«Fare il vino mi ha reso libera»
«Avevo bisogno di essere libera». Marinella Camerani è una delle poche donne che producono Amarone della Valpolicella. La sua azienda è Corte Sant’Alda, a Mezzane di Sotto, in provincia di Verona. Parla di se stessa come di una «artigiana, una donna del Rinascimento» che si occupa della trasformazione dell’uva in vino.Anche Roger Scruton, filosofo di Oxford e autore del saggio «Bevo dunque sono», chiama questa attività «alto artigianato», «il cui risultato è, in una certa misura, un tributo non solo all’abilità del coltivatore e del vinificatore ma all’intero processo etologico che ci ha trasformati da cacciatori e raccoglitori in agricoltori».

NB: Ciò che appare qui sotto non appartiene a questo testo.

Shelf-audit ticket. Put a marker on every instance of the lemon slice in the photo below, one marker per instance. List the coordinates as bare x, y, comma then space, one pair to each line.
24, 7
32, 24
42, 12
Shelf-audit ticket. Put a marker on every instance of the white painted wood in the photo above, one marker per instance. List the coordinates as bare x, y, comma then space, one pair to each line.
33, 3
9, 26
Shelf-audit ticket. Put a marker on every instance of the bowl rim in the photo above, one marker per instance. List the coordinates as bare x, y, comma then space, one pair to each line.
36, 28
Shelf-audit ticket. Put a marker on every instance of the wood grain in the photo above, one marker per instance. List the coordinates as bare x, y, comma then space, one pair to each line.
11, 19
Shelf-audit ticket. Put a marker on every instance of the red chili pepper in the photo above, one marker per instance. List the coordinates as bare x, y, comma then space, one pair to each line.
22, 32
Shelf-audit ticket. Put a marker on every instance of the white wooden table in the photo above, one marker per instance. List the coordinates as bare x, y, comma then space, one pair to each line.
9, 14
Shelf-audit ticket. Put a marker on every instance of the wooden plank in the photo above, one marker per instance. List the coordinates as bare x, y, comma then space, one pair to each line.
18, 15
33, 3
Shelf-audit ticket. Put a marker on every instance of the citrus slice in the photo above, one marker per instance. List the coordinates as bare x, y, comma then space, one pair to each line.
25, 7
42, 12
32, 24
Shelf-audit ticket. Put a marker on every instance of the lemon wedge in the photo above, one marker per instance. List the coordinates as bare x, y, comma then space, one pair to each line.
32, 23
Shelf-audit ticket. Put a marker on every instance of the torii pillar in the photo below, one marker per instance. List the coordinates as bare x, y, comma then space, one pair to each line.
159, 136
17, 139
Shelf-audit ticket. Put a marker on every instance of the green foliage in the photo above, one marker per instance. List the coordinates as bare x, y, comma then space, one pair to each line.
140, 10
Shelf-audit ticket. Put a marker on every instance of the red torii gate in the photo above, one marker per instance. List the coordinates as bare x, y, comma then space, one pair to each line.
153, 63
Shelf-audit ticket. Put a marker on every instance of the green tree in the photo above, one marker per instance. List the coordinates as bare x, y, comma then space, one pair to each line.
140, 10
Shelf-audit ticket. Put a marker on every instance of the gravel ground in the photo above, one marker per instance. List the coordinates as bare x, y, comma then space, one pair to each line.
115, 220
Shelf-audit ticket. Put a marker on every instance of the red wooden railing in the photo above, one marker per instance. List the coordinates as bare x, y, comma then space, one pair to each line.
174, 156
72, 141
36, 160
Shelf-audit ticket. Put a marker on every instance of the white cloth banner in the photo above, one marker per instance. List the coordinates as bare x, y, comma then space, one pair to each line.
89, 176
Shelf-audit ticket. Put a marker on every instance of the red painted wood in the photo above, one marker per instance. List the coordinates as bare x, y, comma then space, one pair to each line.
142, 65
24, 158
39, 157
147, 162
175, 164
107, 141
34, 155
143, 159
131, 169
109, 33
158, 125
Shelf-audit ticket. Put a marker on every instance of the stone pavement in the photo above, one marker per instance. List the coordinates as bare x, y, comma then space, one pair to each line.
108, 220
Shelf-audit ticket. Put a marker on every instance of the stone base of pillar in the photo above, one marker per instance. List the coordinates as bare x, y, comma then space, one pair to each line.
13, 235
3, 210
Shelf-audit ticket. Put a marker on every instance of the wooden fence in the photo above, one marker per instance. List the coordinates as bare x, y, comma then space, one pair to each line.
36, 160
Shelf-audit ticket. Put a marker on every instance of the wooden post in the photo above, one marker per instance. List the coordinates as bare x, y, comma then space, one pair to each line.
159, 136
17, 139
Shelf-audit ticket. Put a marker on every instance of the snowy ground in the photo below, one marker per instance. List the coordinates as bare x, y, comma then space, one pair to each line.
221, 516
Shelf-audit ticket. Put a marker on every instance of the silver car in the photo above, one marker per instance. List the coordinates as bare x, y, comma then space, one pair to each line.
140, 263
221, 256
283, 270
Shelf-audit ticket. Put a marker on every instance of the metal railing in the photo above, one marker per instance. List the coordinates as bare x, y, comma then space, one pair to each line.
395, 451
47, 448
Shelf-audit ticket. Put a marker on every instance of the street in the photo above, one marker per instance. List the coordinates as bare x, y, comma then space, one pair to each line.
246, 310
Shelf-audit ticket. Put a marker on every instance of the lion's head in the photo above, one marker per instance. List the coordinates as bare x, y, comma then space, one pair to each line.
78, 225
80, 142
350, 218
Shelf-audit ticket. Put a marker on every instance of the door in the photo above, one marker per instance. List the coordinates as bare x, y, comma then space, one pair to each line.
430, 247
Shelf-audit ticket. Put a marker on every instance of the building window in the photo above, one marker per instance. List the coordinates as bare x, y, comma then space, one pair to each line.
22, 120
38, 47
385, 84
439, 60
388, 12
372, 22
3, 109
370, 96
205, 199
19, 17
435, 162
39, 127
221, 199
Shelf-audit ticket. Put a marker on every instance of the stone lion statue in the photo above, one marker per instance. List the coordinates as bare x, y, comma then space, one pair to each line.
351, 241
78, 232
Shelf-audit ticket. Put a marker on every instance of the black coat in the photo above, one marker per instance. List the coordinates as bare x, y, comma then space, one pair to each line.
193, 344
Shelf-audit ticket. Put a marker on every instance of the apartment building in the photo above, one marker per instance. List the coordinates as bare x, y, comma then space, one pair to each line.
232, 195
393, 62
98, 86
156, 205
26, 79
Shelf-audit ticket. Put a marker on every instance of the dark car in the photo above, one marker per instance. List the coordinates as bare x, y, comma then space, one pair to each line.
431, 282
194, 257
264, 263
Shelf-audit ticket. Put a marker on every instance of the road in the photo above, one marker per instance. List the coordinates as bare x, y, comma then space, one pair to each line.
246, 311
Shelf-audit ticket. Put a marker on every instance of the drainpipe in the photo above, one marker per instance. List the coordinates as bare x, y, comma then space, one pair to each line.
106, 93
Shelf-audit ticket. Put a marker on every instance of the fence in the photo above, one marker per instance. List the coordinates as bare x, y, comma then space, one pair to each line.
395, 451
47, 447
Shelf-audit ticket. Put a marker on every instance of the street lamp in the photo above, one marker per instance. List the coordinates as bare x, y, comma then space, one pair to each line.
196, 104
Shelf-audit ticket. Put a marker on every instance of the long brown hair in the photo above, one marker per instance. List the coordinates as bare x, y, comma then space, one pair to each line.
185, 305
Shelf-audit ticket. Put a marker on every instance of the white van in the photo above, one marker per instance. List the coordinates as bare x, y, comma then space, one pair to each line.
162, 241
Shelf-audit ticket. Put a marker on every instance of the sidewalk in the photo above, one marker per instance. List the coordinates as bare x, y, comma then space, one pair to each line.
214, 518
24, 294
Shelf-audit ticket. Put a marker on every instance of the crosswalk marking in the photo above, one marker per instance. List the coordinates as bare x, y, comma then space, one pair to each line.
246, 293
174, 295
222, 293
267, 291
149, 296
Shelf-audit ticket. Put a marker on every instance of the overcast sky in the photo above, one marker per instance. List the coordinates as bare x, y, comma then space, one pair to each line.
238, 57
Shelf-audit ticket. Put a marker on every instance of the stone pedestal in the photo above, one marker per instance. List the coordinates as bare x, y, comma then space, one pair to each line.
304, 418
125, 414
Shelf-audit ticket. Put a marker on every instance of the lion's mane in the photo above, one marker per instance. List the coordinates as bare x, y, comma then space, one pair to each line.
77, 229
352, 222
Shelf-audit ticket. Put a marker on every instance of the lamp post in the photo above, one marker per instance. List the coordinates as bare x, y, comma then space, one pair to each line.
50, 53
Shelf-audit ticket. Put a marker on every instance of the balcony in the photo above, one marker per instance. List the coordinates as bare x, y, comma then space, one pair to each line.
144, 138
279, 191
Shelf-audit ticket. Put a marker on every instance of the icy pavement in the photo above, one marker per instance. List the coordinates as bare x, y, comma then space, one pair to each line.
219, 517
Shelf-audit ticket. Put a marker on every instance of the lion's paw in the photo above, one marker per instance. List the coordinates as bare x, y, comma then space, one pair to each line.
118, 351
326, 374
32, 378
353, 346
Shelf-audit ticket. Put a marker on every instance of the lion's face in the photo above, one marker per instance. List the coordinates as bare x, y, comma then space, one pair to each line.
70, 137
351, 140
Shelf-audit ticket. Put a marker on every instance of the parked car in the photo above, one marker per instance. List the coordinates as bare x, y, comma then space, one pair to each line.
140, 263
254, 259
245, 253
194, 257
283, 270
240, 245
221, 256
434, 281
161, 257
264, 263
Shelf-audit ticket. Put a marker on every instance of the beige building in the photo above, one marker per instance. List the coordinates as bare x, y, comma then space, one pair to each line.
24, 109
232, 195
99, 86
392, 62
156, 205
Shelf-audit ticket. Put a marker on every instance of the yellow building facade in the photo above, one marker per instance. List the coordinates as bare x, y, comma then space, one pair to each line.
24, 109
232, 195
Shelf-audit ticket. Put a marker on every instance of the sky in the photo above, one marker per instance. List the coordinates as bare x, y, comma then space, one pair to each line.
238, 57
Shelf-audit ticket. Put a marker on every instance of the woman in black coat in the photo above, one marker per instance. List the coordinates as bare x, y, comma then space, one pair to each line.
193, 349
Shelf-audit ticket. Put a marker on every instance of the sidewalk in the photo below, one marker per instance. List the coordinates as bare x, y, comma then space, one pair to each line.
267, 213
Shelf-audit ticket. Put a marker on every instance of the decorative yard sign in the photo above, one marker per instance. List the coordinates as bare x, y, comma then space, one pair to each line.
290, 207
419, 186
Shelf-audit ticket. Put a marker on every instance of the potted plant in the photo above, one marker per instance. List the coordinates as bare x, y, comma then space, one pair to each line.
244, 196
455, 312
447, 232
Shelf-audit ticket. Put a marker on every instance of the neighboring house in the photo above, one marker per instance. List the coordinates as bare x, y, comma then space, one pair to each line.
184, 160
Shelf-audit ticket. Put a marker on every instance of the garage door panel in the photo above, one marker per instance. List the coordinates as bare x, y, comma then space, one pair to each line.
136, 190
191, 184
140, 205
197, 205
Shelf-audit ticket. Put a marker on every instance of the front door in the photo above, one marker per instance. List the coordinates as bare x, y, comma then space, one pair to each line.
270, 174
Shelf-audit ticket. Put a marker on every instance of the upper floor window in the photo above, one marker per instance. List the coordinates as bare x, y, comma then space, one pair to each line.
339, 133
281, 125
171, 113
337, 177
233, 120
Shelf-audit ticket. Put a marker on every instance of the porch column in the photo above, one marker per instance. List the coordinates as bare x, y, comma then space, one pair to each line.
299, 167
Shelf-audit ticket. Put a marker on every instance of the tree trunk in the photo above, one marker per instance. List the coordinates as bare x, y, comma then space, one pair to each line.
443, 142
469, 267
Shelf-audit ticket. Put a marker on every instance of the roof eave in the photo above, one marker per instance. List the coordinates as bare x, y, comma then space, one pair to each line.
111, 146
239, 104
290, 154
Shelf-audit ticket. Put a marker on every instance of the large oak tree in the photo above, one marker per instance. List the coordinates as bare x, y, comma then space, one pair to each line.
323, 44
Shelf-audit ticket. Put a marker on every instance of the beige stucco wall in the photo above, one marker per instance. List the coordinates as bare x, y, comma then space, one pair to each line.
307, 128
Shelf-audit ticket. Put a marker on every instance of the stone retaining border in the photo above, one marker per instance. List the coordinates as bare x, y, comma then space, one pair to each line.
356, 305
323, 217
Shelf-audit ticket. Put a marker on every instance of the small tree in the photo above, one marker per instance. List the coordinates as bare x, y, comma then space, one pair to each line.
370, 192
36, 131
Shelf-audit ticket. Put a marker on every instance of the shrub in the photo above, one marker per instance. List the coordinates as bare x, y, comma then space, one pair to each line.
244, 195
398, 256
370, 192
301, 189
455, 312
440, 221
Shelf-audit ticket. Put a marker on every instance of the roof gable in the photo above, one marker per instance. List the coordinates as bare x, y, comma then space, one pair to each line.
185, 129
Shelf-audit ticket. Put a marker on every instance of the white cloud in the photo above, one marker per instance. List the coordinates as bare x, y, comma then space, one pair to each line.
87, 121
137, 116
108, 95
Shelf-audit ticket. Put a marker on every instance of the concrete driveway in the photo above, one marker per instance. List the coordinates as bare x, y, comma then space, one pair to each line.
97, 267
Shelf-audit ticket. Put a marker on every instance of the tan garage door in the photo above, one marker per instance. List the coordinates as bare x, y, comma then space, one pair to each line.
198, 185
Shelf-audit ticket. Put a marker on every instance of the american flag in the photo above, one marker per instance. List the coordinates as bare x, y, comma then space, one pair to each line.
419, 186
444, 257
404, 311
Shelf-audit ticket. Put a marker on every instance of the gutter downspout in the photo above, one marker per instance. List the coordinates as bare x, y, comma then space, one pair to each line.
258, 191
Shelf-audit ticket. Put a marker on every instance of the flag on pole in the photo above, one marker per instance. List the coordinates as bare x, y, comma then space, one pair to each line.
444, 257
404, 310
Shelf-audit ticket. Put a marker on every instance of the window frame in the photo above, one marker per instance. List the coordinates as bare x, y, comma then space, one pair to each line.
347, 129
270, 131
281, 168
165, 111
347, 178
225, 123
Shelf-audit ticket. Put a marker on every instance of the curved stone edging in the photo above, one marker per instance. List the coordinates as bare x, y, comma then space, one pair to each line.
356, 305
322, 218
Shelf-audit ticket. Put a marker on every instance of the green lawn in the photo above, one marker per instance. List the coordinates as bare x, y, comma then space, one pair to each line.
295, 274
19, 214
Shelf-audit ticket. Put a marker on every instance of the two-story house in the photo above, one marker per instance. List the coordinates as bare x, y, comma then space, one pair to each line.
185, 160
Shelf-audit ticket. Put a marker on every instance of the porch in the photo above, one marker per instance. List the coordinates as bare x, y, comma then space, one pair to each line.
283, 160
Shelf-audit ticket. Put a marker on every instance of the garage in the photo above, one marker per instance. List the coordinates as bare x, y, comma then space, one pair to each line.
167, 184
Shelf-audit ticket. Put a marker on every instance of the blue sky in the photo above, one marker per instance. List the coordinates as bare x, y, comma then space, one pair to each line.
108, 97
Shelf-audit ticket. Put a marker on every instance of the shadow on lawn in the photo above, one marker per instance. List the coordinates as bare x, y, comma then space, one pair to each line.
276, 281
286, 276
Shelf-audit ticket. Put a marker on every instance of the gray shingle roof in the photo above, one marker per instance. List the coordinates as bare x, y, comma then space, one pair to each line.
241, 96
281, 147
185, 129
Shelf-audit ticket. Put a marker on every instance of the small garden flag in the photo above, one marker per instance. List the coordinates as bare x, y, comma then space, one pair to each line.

Nella Valpolicella ci sono 7.435 ettari vitati: secondo Assoenologi, valgono 4 miliardi di euro. Si producono 60 milioni di bottiglie, 8 su 10 sono inviate all’estero, con un incasso di 550 milioni di euro. Un mondo ricco e soprattutto, sostiene Marinella, maschile. Ci sono donne note come Marilisa Allegrini e Nadia Zenato, altre emergenti come Camilla Rossi Chauvenet di Massimago, altre ancora che hanno scelto il biologico come Cecilia Trucchi di Villa Bellini e Maddalena (con Emilio e Graziella) Pasqua della Musella. «Ma non facciamo gruppo — spiega Marinella — nella Valpolicella, come nel resto d’Italia, abbiamo la capacità di dividerci sulle sciocchezze».
«Siamo l’unica cantina biodinamica certificata (Demeter) nella Valpolicella — dice orgogliosa —. Oltre all’Amarone, produciamo Ripasso, Recioto, Valpolicella e Soave».
«Cercavo la libertà nel rapporto con la natura. All’inizio vagavo nel buio, poi ho pensato al Rinascimento, ho pensato a quei valori, al tenere assieme il lavoro manuale e il pensiero: mi sono sentita una donna di quell’epoca. Ho subito deciso che non potevo non produrre Amarone – racconta – ma volevo farlo raccontando la terra su cui mi trovo e soprattutto allontanandomi dalle mode. Ho scelto botti grandi e l’appassimento naturale delle uve, senza forzature meccaniche, solo l’aria della Valpolicella».